Catégorie : Barcelone 2023

  • Croquetas de crónicas (1/2): le vrai visage de Barcelone

    Je suis repartie à l’aventure dans l’une des villes dont tout le monde parle, au point que j’avais toujours été réticente à y pointer le bout de mon nez : Barcelone. La ville de Gaudí et de son mécène Güell, des Palau, des casas, des casseroles de paëllas sur les bancs de sable de la Barceloneta, aux parcs sauvages et à la Rambla gorgée de monde ; la ville des rues étroites du Barri Gòtic, des vitraux flamboyants de la Sagrada Familia qui toujours veille, incomplète, au rythme du parcours du soleil et de son atmosphère douce et de lenteur, dans laquelle je plonge la tête la première.

    À force d’entendre parler de Barcelone à tous mes retours de vacances depuis l’école primaire, j’en avais une idée très imprécise.
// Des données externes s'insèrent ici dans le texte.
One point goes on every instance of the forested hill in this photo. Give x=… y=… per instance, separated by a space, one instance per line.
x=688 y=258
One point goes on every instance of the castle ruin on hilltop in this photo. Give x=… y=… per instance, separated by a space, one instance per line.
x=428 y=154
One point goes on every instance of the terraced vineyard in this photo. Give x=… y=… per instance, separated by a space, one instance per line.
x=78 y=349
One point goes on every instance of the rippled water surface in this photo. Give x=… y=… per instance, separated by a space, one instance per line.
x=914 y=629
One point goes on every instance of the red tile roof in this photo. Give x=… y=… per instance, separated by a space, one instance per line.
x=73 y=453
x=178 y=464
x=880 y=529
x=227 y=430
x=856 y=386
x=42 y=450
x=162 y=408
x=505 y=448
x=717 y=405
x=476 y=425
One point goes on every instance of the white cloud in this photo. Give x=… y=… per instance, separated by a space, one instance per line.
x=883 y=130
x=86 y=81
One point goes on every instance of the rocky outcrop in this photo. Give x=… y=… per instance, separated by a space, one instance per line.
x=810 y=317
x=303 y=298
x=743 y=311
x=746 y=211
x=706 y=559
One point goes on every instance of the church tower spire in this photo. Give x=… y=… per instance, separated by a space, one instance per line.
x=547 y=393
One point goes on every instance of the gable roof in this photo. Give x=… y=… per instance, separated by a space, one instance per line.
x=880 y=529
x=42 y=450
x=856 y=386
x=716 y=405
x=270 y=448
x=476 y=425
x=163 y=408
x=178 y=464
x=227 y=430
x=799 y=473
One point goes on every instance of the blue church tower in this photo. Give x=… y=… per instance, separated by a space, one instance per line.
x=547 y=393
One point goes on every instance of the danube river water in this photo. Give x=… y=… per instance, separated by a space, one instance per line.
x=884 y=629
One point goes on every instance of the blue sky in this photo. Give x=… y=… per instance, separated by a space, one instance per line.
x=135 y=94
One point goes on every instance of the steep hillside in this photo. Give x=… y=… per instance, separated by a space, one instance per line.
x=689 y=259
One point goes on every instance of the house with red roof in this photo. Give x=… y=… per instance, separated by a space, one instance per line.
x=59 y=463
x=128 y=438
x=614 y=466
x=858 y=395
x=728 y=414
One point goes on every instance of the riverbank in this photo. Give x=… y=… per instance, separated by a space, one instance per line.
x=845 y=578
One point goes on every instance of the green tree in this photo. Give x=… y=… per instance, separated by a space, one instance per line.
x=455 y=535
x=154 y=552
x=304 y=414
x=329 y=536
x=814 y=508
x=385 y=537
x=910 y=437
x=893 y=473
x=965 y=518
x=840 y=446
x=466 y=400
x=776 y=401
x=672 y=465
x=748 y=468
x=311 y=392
Un lieu au goût de tout le monde est si rare qu’il en devient difficile de le visualiser, même sur une carte. Où se trouve donc cette destination de vacances parfaite ? Au bord de la mer ? Au pied d’une montagne ? Là où l’art fourmille ? Où la quête des bars semble infinie ? Où l’on pourrait manger sans jamais se lasser des plats ? Si la ville rassemble tous ces critères, elle est, avant toute chose, là où il est autorisé, voire culturellement encouragé, de vivre avec deux heures de retard. Mais en dépit du fait que Barcelone me susurrait de prendre mon temps dans chaque chose, je n’allais pas en perdre une miette. Naturellement, je reprenais mes habitudes : une paire de baskets solides, un plan de la ville, un stylo et un carnet. Après un café bien tassé sous le beau temps, tout en haut perchée sur la terrasse de mon Airbnb partagé, j’étais prête à me perdre de nouveau. Avant de descendre la cascade d’escaliers de mon immeuble, je saluais Jorge, l’un des propriétaires, et hochais la tête vers le troupeau d’anglaises habitant la chambre collée à la mienne, qui avait plutôt décidé de vivre la nuit et partait se coucher, répandant derrière elles des restes de perruques à paillettes et de peinture corporelle rose fuchsia qui recouvriraient le sol de la salle de bain.

    Une fois dans les carrers catalanes, souvent désertes le matin, je laisse mes pas faire le reste. Dès les premières heures de déambulation, je m’arrête. Un phénomène que j’ai ressenti lors de mes précédents voyages me frappe de plein fouet. Déjà, tout en haut de la terrasse, je m’étais dit « les toits des plus belles villes où j’ai été se ressemblent : les antennes télé, l’odeur d’un feu de bois, les hommes et femmes s’affairant à étendre le linge, la ronde des mouettes. Encore une fois depuis les sommets je me repère dans la ville face à l’émergence entre les immeubles défraîchis des dômes en tuiles ornées, des clochers de cathédrales, des immeubles modernes. » Là, descendue sur le sol des rues, ce quartier ressemble à celui d’Athènes ; ces balcons où pend le linge m’évoquent Rome ; cette allée d’arbre, Lisbonne ; et ce café, Londres. Ce phénomène, la constatation qu’en réalité toutes les villes se mélangent, nous mettant au défi de nous identifier à chaque coin de rue sans l’avoir jamais traversé, nous rappelle qu’où que l’on soit, nous autre, êtres, appartenons au même plan. Certes, notre position géographique change et le climat varie, mais le souvenir de notre vécu, à l’esprit aéré et plus ouvert, se met au service du monde et de nous, comme un ensemble.

    Je n’oublie pas l’importance des cultures, moteur de notre curiosité, qui pousse cet appel primitif auquel l’humain se soumet, celui d’éclater les frontières. Continuer de parcourir, sans cesse, d’aller au-delà de ce que nos yeux peuvent déceler. Ainsi, je laisse mon corps et ma pensée se confondre, remonter le temps ici, à Barcelone, par le pouvoir de ses architectures uniques. Gravir le Montjuïc et surplomber l’océan de la ville à l’Ouest, prier devant les cimetières à l’allure de quartier de HLM au Sud, m’allonger dans l’herbe du Parc de la Ciutadella pour écouter les musiciens itinérants à l’Est, suivre à la trace les habitants tous vêtus de leur maillot FCB avant un match contre Madrid au Nord, la liste de ce que nous pouvons partager est longue. Sans la variation des noms de lieux, elle s’appliquerait partout. En un mot, ma conquête d’une ville au visage de toutes les autres ne pouvait être que pacifiste, sans effort de ma part d’y laisser la trace de mon passage, dans l’harmonie de la différence et de l’unité.